Twitter is getting a Mom
@al3x told us about the Twitter architecture, and what says it all is:
Twitter is, fundamentally, a messaging system. Twitter was not architected as a messaging system, however. For expediency’s sake, Twitter was built with technologies and practices that are more appropriate to a content management system. Over the last year and a half we’ve tried to make our system behave like a messaging system as much as possible, but that’s introduced a great deal of complexity and unpredictability. When we’re in crisis mode, adding more instrumentation to help us navigate the web of interdependencies in our current architecture is often our primary recourse. This is, clearly, not optimal.
Our direction going forward is to replace our existing system, component-by-component, with parts that are designed from the ground up to meet the requirements that have emerged as Twitter has grown.
Amid the huge number of “oh no twitter is down. make it faster!” posts, we have some good ones.
The answer isn’t “Use PHP” ;)
If I was Twitter I wouldn’t be looking for Erlang as the answer, but I would be interested in talking to Joe Armstrong. I wouldn’t jump to Java as the answer, but I would be reaching to talk to Cameron Purdy of Tangosol Coherence (now Oracle). These people have seen systems that make Twitter look like a toy in comparison, and it is the knowledge that is more valuable than any technology.
If you think about contorting a typical LAMP stack to run Twitter you quickly shudder. Having a database layer, even with master/slaves, is scary.
Twitter needs a Mom, and it looks like it is finally getting one. With true message oriented middleware, and money to get the systems they need, they should be fine. As Cedric says this isn’t an original problem.
The system of messages shouldn’t be living in bottleneck databases. Instead, they can be flowing through a river of distributed cache systems. The Jabber side of the house shouldn’t be able to “bring down” the entire website. The beauty of publish subscribe and messaging is that you can throttle things nicely. You shouldn’t be “running out of database connections.” You can tune the number of listeners for the “track” command for example, and if it is getting abused you limit its resources. Sure, this may mean that you get messages to people a little later, but who cares. If messages got a little slower would people even realise? Compare that to the birds lifting the animal to safety message.
In fact, if you think about systems such as the stock exchange. You will realise that you rarely get truly real-time access. Most of the time you are on a delay of some kind, and that is fine. Through the distributed caching architecture you can push out messages to other systems to do their work. One of these systems will be the website itself. Twitter.com is just another client to the messaging backbone. Even if the backbone is in trouble, the website can still show the current view of the world, and could even still batch up work to be done.
I was talking to another startup that is migrating away from a database backed system, and soon the entire real-time world will be in a huge distributed cache. I am sure that Twitter will be moving there too.

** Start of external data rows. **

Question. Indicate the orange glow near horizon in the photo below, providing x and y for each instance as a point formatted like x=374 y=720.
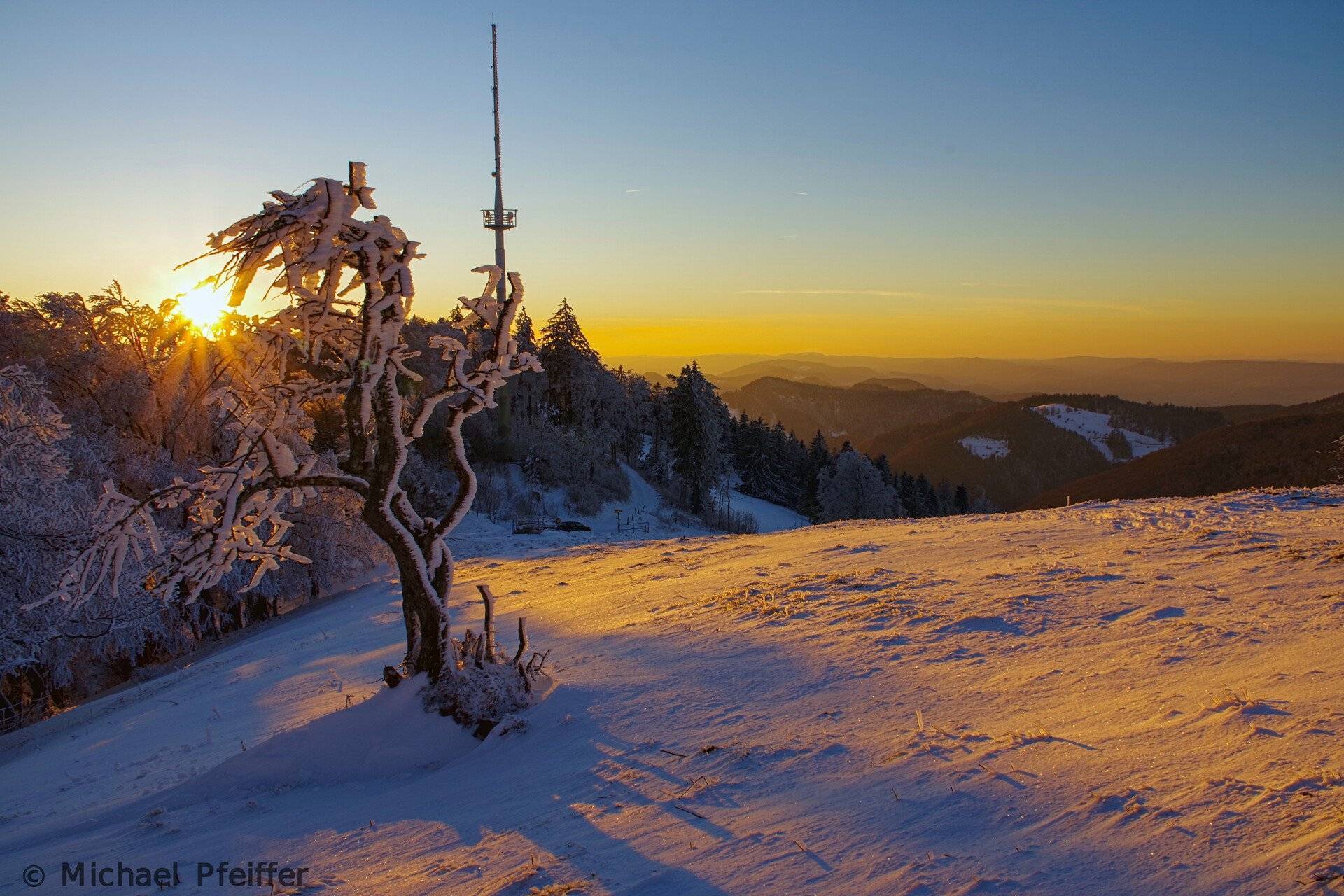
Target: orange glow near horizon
x=204 y=307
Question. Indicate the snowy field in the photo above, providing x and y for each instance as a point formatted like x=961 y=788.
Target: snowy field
x=1133 y=697
x=1096 y=428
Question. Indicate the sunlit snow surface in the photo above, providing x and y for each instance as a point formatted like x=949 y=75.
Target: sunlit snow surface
x=1132 y=697
x=1096 y=428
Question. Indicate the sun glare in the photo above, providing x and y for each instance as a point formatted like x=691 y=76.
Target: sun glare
x=203 y=307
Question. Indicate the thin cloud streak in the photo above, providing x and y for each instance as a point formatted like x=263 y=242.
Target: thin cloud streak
x=828 y=292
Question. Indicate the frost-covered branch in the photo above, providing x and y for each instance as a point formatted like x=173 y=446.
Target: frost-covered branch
x=336 y=343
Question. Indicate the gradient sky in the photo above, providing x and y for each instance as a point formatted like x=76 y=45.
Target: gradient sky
x=996 y=179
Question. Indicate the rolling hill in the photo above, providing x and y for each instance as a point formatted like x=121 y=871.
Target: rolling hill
x=1142 y=379
x=1294 y=448
x=855 y=414
x=1018 y=450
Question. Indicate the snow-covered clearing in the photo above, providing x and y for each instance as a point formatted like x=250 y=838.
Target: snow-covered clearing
x=1096 y=428
x=984 y=448
x=1133 y=697
x=771 y=517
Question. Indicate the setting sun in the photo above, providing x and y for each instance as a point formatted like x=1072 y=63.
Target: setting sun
x=203 y=307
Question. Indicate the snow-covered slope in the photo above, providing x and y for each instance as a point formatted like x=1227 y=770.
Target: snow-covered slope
x=984 y=448
x=1097 y=428
x=1135 y=697
x=771 y=517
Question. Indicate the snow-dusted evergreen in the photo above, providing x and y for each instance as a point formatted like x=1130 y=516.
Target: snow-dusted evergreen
x=337 y=346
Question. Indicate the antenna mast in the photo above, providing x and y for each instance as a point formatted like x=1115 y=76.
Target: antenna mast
x=499 y=218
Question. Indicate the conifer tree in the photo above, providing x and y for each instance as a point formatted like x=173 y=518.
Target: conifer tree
x=698 y=421
x=571 y=367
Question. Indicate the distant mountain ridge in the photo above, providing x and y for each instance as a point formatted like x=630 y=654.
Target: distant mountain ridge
x=854 y=414
x=1016 y=450
x=1193 y=383
x=1296 y=447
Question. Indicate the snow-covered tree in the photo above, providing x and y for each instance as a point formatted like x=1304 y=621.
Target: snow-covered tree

Currently, I still feed bad for the engineers. I have been there; The point where you are the limits of your current architecture and you know it can tank at any time. You are firefighting all day and night, and thus don’t even have much time to fix anything at all. It is hard work. It is tiring work. It is demoralizing work.
However, I know that Alex and the rest of the crew will pull through their current situation, which after all came about thanks to the amount of love that its users have for the service, and one day the new architecture will be there in a way where we will look back and remember the early days, where downtime was such an issue.
Thanks for all the hard work guys. I can’t wait to be tweeting on a fully loosely coupled architecture, talking to one of your Moms!